Columnist Jibrin Ibrahim, a prominent member of the commission, suggested that the report was marked TOP SECRET for the sake of peace; implying that members of the public –the decimated Nigerian Shiite community and the bereaved families inclusive –ought to be protected from the post mortem at all cost.
The classification was thought to be necessary. The report ostensibly contains the identity of the perpetrators of the massacre, the scope of their terrorist destruction and the complicity of some government institutions. Its release to the public would inevitably generate very strong reactions: It’s better hidden like light under a bushel.
A Premium Times leak says the report blamed the Nigerian police for being remiss in their duty and indicted the General Officer Commanding the Nigerian Army 1st Division in Kaduna, Major General Adeniyi Oyebade, and Colonel A.K. Ibraheem, who led the ‘operation’.
No word was invested on Burutai. No word on the General who smugly watched as soldiers in his convoy gunned down civilians so he can walk on a red carpet of fresh blood to an inconsequential passing out parade no one remembers now!
To be sure, the Islamic Movement of Nigeria did not participate fully in the proceedings of the commission. The organization didn’t have the instruction of El-Zakzaky to present its version of the massacre to the commission. The Department of State Security denied the organization’s lawyers meaningful engagement with him. The DSS says the man, now blind in one eye and paralyzed, was being held in ‘’protective custody’’ for his own good.
Nevertheless, the report, for what it is worth, should be made public. The ‘commission of inquiry’ was inaugurated to interrogate the massacre and to reflect all the dimensions of its actuality. No aspect of the truth of that massacre should be revised or abridged or withheld in the name of ‘security reasons’. Nobody who is culpable should enjoy disguised immunity.
Instead of subjecting the report to editorial sanitation, there should be full disclosure. The report should be released in its pristine form. Kaduna people and all Nigerians should know why Nigerian soldiers who are paid and equipped by Nigerian taxpayers wasted 347 Nigerian civilians …like a trigger-happy death cult!
Nigerian Shiites are held in contempt by their Sunni brethren. Even President Muhammadu Buhari, the leader who made that I Belong To Everybody and I Belong To Nobody speech, could not restrain himself from betraying his disdain for the Shiites. Against all sense, he said on national TV that the Shiites deserved the massacre.
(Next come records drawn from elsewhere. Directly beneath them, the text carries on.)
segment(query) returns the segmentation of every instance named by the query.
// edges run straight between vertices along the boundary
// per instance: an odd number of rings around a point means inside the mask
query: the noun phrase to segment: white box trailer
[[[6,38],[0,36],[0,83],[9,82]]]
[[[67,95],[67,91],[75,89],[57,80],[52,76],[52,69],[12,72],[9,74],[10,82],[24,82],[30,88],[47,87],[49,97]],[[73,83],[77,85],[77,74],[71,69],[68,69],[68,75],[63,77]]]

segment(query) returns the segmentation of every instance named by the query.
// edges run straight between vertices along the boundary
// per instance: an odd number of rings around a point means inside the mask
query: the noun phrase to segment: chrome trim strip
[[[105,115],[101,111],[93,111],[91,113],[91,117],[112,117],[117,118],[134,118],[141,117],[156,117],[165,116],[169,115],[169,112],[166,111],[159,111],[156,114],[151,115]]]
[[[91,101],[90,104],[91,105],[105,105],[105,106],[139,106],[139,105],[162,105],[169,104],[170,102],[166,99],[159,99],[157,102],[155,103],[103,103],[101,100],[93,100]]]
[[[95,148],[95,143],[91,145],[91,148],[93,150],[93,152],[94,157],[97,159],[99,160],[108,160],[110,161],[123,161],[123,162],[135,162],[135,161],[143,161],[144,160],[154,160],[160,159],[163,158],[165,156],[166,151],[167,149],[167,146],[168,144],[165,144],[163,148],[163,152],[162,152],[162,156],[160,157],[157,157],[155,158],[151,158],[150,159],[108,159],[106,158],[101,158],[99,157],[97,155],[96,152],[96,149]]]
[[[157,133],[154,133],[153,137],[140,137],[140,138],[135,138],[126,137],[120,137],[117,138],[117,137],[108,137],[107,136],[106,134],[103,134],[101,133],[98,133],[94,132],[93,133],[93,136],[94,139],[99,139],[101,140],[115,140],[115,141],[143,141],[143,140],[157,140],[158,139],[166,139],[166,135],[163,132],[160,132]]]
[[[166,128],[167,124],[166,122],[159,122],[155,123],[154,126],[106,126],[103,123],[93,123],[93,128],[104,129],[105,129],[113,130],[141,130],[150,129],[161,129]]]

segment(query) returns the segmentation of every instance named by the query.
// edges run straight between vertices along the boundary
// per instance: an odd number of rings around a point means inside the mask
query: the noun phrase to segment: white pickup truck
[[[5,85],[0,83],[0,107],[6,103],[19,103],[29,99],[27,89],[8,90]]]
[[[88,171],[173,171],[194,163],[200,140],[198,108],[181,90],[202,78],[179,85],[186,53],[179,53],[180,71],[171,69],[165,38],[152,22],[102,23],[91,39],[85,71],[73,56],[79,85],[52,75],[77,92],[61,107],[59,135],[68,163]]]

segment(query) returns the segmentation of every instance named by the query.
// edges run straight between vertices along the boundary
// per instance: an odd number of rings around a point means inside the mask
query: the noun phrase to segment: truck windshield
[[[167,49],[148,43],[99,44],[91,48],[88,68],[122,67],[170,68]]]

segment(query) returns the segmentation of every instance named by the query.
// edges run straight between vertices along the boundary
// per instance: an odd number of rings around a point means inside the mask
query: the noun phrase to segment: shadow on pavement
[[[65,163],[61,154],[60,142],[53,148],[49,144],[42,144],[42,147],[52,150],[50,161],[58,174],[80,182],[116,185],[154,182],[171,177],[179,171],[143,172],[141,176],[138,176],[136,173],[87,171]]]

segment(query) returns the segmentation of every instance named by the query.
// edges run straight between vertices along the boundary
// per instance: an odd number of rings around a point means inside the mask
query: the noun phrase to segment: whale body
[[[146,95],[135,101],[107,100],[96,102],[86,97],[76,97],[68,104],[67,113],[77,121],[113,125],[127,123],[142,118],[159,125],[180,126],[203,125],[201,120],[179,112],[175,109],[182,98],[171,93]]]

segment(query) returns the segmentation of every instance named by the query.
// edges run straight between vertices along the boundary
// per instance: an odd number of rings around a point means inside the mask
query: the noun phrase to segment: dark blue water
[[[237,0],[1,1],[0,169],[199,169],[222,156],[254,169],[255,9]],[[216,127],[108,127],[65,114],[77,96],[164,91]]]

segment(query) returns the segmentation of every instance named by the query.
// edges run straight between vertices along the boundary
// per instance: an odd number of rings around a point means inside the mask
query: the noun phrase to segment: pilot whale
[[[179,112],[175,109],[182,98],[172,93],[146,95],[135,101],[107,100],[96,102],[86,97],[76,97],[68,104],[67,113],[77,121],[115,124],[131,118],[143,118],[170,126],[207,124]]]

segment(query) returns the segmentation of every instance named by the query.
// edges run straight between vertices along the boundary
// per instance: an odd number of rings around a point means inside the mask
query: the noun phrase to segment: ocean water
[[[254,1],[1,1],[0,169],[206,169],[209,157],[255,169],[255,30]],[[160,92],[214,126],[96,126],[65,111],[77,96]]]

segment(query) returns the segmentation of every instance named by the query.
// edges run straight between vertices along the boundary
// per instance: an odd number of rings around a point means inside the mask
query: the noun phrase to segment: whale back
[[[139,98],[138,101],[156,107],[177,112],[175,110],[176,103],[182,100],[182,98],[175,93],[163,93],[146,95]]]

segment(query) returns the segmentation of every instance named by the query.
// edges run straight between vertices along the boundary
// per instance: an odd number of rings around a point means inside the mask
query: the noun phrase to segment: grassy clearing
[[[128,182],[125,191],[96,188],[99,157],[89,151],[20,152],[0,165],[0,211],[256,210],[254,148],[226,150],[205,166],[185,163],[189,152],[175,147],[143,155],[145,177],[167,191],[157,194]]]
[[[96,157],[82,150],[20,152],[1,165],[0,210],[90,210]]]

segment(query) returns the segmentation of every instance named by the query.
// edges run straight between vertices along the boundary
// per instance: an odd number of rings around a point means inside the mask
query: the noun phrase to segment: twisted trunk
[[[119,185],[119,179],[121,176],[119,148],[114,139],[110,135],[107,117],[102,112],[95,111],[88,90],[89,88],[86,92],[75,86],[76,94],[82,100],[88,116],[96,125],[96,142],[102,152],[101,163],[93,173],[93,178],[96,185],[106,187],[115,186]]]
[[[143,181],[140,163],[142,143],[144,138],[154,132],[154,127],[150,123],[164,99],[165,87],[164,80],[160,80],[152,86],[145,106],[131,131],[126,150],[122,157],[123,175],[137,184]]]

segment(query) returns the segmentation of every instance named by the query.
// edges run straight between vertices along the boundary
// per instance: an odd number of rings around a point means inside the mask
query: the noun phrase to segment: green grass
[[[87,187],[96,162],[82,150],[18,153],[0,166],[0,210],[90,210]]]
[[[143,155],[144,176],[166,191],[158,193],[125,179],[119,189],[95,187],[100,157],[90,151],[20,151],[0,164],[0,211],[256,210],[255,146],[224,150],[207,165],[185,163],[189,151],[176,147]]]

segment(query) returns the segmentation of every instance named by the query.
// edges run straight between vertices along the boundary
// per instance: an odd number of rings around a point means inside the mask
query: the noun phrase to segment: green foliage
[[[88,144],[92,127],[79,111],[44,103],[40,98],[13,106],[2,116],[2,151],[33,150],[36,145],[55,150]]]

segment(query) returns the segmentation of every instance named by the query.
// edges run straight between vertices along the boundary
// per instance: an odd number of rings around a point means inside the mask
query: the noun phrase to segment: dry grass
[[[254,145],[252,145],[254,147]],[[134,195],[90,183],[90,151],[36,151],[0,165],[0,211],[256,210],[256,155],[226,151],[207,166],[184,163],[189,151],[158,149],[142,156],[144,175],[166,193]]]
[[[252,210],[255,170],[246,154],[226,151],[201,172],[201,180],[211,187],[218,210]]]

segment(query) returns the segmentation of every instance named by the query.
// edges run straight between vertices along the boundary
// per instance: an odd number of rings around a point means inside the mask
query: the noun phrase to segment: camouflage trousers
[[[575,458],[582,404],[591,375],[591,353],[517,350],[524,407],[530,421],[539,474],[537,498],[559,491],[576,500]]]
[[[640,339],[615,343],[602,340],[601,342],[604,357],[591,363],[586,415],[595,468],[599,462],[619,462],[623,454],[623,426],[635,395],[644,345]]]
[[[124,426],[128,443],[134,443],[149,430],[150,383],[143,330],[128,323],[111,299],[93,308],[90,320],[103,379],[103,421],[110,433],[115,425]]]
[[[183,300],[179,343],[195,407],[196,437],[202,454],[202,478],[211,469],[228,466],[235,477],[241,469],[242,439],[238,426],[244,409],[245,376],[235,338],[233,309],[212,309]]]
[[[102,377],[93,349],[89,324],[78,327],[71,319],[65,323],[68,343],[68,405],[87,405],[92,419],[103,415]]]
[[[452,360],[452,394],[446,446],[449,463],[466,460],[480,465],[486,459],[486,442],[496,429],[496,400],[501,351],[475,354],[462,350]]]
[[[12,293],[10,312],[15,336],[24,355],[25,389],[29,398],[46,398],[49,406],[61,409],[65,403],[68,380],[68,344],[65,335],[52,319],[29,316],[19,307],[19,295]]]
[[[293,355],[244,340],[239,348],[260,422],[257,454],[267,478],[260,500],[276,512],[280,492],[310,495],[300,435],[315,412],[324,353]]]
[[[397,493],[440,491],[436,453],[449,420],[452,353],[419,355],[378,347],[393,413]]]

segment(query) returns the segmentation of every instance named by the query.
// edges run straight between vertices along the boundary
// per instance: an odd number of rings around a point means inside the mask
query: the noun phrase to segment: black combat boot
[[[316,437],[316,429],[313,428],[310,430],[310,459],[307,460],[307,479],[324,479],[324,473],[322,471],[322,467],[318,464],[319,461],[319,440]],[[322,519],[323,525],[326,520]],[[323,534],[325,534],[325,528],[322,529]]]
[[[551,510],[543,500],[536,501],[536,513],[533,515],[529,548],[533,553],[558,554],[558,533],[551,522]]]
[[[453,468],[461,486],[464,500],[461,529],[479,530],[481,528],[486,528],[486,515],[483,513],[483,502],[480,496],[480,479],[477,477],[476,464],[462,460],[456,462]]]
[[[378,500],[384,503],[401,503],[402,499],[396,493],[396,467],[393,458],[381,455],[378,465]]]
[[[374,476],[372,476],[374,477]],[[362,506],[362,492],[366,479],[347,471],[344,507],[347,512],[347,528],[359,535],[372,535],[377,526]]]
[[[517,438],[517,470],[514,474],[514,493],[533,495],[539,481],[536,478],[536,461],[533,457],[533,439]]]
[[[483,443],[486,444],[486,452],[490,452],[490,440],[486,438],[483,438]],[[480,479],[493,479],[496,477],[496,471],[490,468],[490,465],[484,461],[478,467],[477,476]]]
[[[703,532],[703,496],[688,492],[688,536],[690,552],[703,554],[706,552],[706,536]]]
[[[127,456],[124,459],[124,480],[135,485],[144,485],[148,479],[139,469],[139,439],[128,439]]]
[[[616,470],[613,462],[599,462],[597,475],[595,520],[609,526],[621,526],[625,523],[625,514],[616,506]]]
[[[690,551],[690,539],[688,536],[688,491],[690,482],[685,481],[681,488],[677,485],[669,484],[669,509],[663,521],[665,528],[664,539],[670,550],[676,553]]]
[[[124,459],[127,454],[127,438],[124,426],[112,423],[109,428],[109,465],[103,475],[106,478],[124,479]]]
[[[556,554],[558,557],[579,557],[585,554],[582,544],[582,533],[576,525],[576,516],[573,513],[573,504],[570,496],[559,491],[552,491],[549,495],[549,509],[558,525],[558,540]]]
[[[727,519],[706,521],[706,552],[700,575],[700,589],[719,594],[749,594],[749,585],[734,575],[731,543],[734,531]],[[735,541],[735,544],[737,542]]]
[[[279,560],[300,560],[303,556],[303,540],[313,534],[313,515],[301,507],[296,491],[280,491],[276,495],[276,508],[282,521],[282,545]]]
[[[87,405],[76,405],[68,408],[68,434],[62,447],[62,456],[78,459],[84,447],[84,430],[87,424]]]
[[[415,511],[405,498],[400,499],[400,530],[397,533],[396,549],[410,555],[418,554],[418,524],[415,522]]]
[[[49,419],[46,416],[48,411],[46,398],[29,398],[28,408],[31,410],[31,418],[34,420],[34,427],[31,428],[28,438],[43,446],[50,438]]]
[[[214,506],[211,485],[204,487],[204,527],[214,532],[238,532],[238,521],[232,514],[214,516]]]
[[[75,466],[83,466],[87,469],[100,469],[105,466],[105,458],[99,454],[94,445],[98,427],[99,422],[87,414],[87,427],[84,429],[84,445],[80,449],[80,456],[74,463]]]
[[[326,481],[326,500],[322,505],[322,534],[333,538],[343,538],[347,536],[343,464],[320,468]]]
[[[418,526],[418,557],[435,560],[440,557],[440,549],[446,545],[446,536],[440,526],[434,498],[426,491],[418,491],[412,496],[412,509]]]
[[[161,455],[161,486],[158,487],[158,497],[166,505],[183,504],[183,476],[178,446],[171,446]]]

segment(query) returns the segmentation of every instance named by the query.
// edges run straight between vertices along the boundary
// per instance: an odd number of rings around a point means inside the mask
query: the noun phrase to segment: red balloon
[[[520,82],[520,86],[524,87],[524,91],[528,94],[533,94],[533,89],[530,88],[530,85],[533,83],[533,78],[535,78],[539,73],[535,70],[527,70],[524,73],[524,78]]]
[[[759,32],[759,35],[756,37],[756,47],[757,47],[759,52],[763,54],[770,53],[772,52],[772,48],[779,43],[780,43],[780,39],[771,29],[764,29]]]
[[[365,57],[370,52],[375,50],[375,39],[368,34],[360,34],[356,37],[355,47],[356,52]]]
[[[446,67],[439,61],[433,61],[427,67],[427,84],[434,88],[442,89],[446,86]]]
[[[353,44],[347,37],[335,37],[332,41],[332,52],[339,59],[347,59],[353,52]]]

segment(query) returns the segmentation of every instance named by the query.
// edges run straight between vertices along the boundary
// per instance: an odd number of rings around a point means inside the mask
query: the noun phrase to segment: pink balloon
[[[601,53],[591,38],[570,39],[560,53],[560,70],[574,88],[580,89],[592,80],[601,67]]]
They irritated uniformed men invested with the power of life and death. They were ”virtually hitting the chest of Generals”.
Virtually!
The ‘Shiite’ label seems to bespeak a grade of inferiority. It need not be. Religious persuasion does not diminish the personhood of a human being.
Those people who were shot dead and burnt alive were human beings. They had a right to life. Their group murder should be legally punished as such.
El-Rufai prosecuted 50 Shiites for allegedly killing a soldier in ‘the clash’. He should be fair enough to prosecute the soldiers who wasted 347 Shiites. A soldier’s life is not more equal than a ‘Shiite’ life.
No sane society excuses or abides the devaluation of the lives of its citizens. Nigeria should not be a prehistoric cannibal jungle that does.
Extrajudicial killings impoverish the community in human beings and in human feeling. No case of extrajudicial killing should be ignored or explained away. Every extrajudicial killing should be redressed. A nation that permits the gratuitous killing of its own people has made a self-fulfilling prophecy of its own extinction.
El-Rufai must rise above his Sunni chauvinism. He should publish the report of the Zaria massacre and cause his Attorney General and Commissioner for Justice to prosecute the indictees. Anything less would be killing the massacre!